Buiten opgestelde koelinstallaties, in de nabijheid van woningen, moeten meestal in een geluiddempende omkasting worden geplaatst.
Lucht toevoer- en luchtafvoer openingen worden dan voorzien van speciale geluiddempende roosters of coulissendempers. 
Er moeten altijd voldoende koelopeningen aanwezig zijn. Koelopeningen zijn echter weer geluidslekken. Geluidslekken vragen om geluiddemping en deze vergroten weer de luchtweerstand. Daarom kan weer een extra ventilator noodzakelijk zijn, die weer extra geluid maakt.
Kortom: Een goed ontwerp van een omkasting is onontbeerlijk voor voldoende koeling en een goede geluiddemping.

Alvorens het zinvol is om een geluiddempende omkasting aan te brengen moeten installaties eerst door een (STEK gecertificeerde) koelinstallateur worden nagekeken.
Overigens mogen installaties met koelmiddelen uitsluitend door een STEK erkend koelinstallateur worden onderhouden. Zie hiervoor de Stekcheck.
  • Gillende en piepende ventilatoren moeten worden gerepareerd.
  • Het mee resoneren van omkastingen en ventilatieroosters moet worden verholpen.
  • Koelinstallaties moeten zijn opgesteld op trillingsdempers en geheel vrij staan van de omliggende (bouw)constructies.
  • Als een koelinstallatie op een houten constructie (dak) staat, dan veroorzaakt dit gegarandeerd geluidsoverlast door het resoneren van het dak.  Om dit te voorkomen moet de installatie worden geplaatst op stalen veren op een zware ondergrond. Bij kleinere koelinstallaties voldoet het vaak om onder iedere stelen veer een dubbele laag betontegels van 60x60x6 cm te plaatsen. De betontegels moeten wel op de draagbalken worden geplaatst.

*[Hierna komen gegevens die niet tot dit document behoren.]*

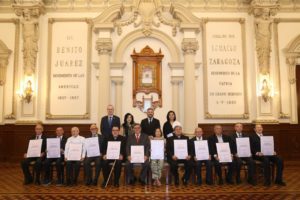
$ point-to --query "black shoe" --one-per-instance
(281, 183)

Dit geeft de minste resonantie. Als de aftand tussen de draagbalken te groot is kan dit worden opgelost met een stalen frame. 
  • Om te voorkomen dat een (bouw) constructie de trillingen doorgeeft, mogen koelleidingen alleen met speciale trillingdempende beugels aan de (bouw)constructie worden bevestigd.
  • Ook leidingen die door (bouw)constructies worden gevoerd, moeten geheel vrij liggen. Dit kan worden gerealiseerd door de leidingen in de doorvoer te bekleden met bijvoorbeeld mineraalwol isolatieschalen.
  • De koelinstallateur dient te berekenen of compensatoren noodzakelijk zijn om de thermische lengteverandering van de leidingen op te kunnen vangen.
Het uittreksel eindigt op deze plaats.